AMD: R8xx Speculation

Pantagruel's Friend · May 3, 2009

CarstenS said:
May I ask whether or not you've tested also without any AA/AF? Because that would greatly benefit HD3870s architectural traits (despite it's nominal greater bandwidth) as you know.

And of course, the choice of tests, resolutions etc.pp. also influences the results.

As for AF, I always turn it up to 16x if the game has such an option. If not, I'm not forcing it from the CCC / NCP.
For AA, I do my tests with 0xAA and also 4xAA. And 8xAA with stronger cards. And yes, my tests also show that the 4670 is closer to the 3870 with 4xAA than without.
Resolutions, it's 1280x1024, 1680x1050 and 1920x1200.
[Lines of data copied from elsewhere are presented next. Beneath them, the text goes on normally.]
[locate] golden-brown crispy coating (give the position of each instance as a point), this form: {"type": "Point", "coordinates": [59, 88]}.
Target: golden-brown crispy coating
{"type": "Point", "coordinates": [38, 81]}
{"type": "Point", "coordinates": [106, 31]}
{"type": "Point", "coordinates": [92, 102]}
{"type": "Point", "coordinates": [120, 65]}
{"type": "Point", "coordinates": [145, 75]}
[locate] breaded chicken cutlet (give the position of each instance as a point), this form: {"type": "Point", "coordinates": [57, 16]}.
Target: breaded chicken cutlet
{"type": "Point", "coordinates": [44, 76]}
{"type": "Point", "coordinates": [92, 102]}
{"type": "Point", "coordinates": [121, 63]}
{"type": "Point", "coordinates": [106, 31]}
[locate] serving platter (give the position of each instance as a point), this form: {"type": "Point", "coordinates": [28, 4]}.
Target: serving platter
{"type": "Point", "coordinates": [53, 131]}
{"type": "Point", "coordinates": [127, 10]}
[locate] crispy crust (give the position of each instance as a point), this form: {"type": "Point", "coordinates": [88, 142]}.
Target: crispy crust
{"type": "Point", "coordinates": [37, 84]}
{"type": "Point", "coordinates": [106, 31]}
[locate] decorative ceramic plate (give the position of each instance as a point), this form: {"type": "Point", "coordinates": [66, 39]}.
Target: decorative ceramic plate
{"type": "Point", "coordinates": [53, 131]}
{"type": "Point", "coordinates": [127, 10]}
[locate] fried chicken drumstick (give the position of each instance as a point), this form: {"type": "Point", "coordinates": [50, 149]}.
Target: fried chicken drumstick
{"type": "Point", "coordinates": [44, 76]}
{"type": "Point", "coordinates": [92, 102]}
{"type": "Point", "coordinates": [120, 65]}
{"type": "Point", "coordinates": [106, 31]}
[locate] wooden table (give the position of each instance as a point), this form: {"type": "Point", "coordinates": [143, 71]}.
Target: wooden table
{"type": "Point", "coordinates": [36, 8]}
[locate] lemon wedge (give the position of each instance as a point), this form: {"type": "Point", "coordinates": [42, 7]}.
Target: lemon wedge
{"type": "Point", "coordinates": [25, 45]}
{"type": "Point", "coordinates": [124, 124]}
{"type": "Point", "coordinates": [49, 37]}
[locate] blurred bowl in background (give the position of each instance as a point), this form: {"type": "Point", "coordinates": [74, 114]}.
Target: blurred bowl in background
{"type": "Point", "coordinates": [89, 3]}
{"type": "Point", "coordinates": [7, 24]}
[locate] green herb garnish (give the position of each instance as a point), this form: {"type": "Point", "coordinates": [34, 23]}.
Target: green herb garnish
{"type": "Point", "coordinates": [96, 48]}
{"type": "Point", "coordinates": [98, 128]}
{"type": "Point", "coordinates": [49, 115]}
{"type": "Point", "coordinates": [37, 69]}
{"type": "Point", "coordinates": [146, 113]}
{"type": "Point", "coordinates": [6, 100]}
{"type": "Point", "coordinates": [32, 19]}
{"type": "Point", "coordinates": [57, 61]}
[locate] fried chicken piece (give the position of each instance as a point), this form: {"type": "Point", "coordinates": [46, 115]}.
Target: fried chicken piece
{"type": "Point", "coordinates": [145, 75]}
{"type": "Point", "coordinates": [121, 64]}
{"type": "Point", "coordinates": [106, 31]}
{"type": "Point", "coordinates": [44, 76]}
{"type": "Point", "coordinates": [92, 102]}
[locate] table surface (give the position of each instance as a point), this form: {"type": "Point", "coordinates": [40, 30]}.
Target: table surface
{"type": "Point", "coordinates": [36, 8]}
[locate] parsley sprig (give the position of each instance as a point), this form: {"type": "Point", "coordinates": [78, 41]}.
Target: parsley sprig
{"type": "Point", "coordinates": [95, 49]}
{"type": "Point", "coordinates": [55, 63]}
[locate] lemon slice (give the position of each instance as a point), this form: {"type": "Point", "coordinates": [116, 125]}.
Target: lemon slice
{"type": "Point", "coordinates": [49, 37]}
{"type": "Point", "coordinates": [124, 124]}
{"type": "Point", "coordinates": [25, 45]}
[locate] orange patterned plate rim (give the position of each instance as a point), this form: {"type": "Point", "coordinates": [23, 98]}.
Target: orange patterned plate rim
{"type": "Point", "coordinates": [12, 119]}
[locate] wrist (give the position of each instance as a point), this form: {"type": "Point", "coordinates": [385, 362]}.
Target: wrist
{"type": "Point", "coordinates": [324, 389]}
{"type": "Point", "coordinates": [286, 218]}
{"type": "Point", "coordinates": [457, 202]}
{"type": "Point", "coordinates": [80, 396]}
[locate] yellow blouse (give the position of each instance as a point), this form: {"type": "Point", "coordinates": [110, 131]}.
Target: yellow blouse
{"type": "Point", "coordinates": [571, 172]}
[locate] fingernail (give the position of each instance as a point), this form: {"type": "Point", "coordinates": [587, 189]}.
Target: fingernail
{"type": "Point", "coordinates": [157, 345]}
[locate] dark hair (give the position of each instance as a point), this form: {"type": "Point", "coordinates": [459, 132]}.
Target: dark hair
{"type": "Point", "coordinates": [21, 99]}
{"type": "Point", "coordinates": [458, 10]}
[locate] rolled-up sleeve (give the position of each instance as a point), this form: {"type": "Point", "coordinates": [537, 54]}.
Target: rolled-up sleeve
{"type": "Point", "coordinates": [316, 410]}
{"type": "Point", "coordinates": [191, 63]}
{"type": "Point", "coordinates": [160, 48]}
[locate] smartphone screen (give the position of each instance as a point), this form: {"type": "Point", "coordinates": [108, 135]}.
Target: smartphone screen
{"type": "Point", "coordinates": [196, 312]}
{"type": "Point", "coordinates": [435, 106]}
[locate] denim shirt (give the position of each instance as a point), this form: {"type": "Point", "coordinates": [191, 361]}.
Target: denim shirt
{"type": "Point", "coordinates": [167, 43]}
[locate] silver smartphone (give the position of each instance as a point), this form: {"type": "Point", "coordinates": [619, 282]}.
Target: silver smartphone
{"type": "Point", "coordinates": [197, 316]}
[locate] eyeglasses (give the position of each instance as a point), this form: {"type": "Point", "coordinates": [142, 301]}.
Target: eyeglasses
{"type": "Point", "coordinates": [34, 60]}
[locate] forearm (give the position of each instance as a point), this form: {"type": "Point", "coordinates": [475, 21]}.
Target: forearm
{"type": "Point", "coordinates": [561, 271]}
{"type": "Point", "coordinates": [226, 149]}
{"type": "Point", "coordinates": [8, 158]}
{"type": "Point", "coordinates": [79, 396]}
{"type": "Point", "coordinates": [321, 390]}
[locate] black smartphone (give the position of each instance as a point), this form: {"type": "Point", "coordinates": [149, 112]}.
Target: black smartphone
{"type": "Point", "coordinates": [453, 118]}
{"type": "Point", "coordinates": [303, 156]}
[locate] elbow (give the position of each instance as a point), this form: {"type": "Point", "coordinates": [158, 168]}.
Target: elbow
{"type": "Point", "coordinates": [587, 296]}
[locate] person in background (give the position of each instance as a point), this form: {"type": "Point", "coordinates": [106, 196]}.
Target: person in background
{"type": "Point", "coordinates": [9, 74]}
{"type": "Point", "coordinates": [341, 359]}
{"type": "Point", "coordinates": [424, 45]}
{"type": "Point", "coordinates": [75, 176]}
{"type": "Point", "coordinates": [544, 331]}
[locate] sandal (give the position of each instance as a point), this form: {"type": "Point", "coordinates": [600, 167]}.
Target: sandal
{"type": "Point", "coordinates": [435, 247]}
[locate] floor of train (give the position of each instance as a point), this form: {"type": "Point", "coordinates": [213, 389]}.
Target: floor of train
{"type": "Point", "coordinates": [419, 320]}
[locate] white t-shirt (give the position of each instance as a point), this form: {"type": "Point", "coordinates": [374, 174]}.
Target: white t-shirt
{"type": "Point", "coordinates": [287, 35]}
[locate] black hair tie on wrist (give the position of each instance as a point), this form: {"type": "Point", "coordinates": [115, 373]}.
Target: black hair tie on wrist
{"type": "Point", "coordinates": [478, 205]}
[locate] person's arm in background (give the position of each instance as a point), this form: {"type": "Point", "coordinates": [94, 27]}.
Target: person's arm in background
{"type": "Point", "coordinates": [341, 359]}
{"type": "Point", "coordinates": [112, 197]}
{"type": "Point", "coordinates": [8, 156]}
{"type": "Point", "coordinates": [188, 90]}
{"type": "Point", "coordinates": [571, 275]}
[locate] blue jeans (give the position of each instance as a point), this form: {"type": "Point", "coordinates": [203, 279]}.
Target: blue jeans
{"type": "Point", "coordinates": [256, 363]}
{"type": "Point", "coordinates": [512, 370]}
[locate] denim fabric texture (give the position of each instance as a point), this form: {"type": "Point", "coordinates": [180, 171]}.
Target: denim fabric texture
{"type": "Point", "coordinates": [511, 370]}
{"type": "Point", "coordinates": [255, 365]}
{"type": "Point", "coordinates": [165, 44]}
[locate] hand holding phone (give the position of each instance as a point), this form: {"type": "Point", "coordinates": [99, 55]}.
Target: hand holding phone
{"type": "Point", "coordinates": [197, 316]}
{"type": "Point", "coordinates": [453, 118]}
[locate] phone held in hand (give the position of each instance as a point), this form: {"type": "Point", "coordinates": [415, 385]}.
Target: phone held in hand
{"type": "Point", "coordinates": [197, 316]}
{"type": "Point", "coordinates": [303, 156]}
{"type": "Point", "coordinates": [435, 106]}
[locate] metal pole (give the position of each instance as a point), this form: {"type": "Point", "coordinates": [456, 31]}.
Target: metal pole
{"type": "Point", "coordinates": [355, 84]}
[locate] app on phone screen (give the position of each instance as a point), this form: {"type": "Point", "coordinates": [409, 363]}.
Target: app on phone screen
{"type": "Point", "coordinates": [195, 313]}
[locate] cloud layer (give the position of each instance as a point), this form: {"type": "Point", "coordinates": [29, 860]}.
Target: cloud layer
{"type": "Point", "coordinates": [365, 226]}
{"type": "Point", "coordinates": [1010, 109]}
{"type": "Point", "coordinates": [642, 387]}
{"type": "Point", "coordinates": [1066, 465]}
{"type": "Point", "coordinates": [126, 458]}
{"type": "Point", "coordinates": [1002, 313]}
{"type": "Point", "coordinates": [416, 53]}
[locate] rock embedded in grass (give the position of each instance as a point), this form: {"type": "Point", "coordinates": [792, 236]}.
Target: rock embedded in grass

About my test cases (also @Jawed), I do use built in benchmarks whenever it's feasible (in 6 of the current 12 games - though three of these are the CoJ benchmark, the Tropics benchmark and Clear Sky's sun rays benchmark). When it's not, then I look for a section in the game where it's most taxing on the VGA, define a test path and run the tests there.

Here are the results - this is not a test actually, only the two result sets pitted against each other. Click on the bars for % values.

Sound_Card · May 4, 2009

JasonCross said:
Like, how deep/big the SIMD units are (is it 4 TMUs per SIMD unit, or 2 TMUs per SIMD and twice as many of them that are half as deep?). How big the local memory is. How big other caches are, what the scheduler is like, if the ROPs have any other improvements to them, etc. I wouldn't expect the RV870 to simply be a "bigger RV770 that does the minimum required to be DX11 compliant." I'd be surprised if there weren't other important tweaks, even if the general architecture isn't radically new.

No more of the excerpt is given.